Some investors and media outlets have been warning for years of an impending collapse in subprime auto loans. While delinquencies have steadily increased, the collapse has not materialized, due in part to resilient used car values. Strong used car values limit auto loan charge-offs since struggling borrowers can sell the car for a profit, or lenders that seize the car can recoup the outstanding loan balance. The Manheim Used Vehicle Value Index revealed that used car values increased by 2.6% on a year-over-year basis in July.
Those trends continued in the second quarter with bankers reporting stability in the sector despite modestly higher delinquency rates.
"Better-than-expected auction values and a benign economy continue to support strong auto credit," said Capital One Financial Corp. Chairman, CEO and President Richard Fairbank. Capital One's auto loan delinquency rate rose 63 basis points from the year-ago quarter, the largest increase among the 25 banks with the most auto loans. Capital One's auto loan delinquency rate was nearly triple the industry aggregate at 6.74%, but Fairbank said the rise merely represented a normalization of credit rather than a sign of significant deterioration.
"We continue to expect that the annual auto charge-off rate will increase gradually as the cycle plays out," he said on the earnings call.

In the second quarter, the delinquency rate for auto loans held by banks was 2.41%, an increase of 17 basis points from the year-ago quarter. The largest auto lender, Ally Financial Inc., reported a more modest increase in delinquencies, up 15 basis points from the prior-year period, while retail auto net charge-offs declined 9 basis points year over year. Management said on their earnings call that they saw more opportunity than risk in the space, calling the competitive landscape "rational," which enabled strong pricing trends.
"We're really pleased with the continued strength of our market position," CFO Jennifer LaClair said, according to a transcript. "We're continuing to find a lot of opportunities to originate strong flows at the right pricing."
The banking industry's total auto loan balance reinforced that point of view. In aggregate, the banking industry reported $468.25 billion of auto loans in the second quarter, up 4.0% on a year-over-year basis. That was double the year-over-year increase from the first quarter.

A significant chunk of that loan growth came from Santander Holdings USA Inc., which reported a 20.3% year-over-year increase in auto loans. Executives at one of its main subsidiaries, Santander Consumer USA Holdings Inc., reported that loss rates indicated a benign credit environment.
The specialty lender has a significant subprime auto lending operation, contributing to delinquency rates much higher than the industry aggregate. In the second quarter, Santander Holdings USA reported a delinquency rate of 13.01%, down by 329 basis points from the year-ago quarter. On Santander Consumer's earnings call, executives expressed confidence in the state of the nonprime auto market.

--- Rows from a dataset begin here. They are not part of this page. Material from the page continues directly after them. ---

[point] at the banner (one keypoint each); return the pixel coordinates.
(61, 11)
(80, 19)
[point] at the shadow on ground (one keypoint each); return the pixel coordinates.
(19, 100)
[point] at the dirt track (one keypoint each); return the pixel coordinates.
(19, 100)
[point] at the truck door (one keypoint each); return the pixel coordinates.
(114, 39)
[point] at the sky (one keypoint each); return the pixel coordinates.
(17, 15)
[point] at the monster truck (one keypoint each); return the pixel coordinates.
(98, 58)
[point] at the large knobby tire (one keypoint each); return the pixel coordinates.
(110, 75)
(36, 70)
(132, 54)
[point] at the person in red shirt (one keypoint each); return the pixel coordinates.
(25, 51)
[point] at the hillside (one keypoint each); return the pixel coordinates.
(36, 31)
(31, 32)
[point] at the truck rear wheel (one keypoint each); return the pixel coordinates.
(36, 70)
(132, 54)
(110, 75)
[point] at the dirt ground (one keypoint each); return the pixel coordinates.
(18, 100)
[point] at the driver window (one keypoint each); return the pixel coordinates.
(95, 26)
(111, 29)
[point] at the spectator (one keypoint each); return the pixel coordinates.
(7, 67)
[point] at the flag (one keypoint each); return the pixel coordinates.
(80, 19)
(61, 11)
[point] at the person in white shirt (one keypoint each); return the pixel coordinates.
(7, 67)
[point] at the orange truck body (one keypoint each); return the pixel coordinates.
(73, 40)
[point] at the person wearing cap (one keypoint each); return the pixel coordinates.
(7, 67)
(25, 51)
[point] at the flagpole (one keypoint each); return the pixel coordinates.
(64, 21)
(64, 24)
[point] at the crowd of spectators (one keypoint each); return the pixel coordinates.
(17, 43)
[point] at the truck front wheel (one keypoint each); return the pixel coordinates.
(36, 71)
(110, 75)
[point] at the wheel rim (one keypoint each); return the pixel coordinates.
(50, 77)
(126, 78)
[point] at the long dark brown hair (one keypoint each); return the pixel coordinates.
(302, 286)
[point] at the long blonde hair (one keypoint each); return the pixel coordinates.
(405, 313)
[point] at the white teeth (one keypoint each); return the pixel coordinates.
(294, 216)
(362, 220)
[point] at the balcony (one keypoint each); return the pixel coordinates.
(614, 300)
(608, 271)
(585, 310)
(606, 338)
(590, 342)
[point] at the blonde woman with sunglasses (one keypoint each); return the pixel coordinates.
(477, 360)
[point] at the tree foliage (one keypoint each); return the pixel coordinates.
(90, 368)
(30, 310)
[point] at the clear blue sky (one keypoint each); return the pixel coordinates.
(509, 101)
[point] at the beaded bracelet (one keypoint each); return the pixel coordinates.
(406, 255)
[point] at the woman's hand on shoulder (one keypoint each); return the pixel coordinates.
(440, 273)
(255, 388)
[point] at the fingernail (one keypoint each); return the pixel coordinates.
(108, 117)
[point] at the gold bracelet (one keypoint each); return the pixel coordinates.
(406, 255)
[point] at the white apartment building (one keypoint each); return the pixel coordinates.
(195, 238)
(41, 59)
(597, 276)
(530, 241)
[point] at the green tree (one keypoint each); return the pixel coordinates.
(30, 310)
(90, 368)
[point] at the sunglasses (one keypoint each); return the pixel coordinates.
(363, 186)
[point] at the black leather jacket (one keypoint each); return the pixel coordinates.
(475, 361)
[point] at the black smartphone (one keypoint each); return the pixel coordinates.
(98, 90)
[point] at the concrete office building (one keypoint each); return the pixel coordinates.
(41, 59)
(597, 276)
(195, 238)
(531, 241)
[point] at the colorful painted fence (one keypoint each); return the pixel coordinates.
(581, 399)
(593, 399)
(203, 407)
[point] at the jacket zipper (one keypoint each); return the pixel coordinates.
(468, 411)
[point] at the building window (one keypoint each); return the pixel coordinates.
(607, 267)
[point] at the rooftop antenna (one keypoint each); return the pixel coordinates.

"Nonprime industry securitization data points to relatively stable net loss and delinquency trends compared to last year," CFO Juan Carlos Alvarez de Soto said.
On the other hand, credit analysts for S&P Global Ratings noted that there is still cause for caution in auto. In a July 16 report, auto sector analysts warned that the auto industry's yearslong run of growing sales and robust used-car prices would soon come to an end. The analysts predict a 3% decline in light-vehicle sales this year followed by more declines through 2021, and they predict used-car prices will fall by 2% to 3% by year-end. And a July 30 report from structured finance analysts warned that asset-backed securitizations featuring auto loans currently have longer loan terms, which increase repayment risk and back-load expected losses.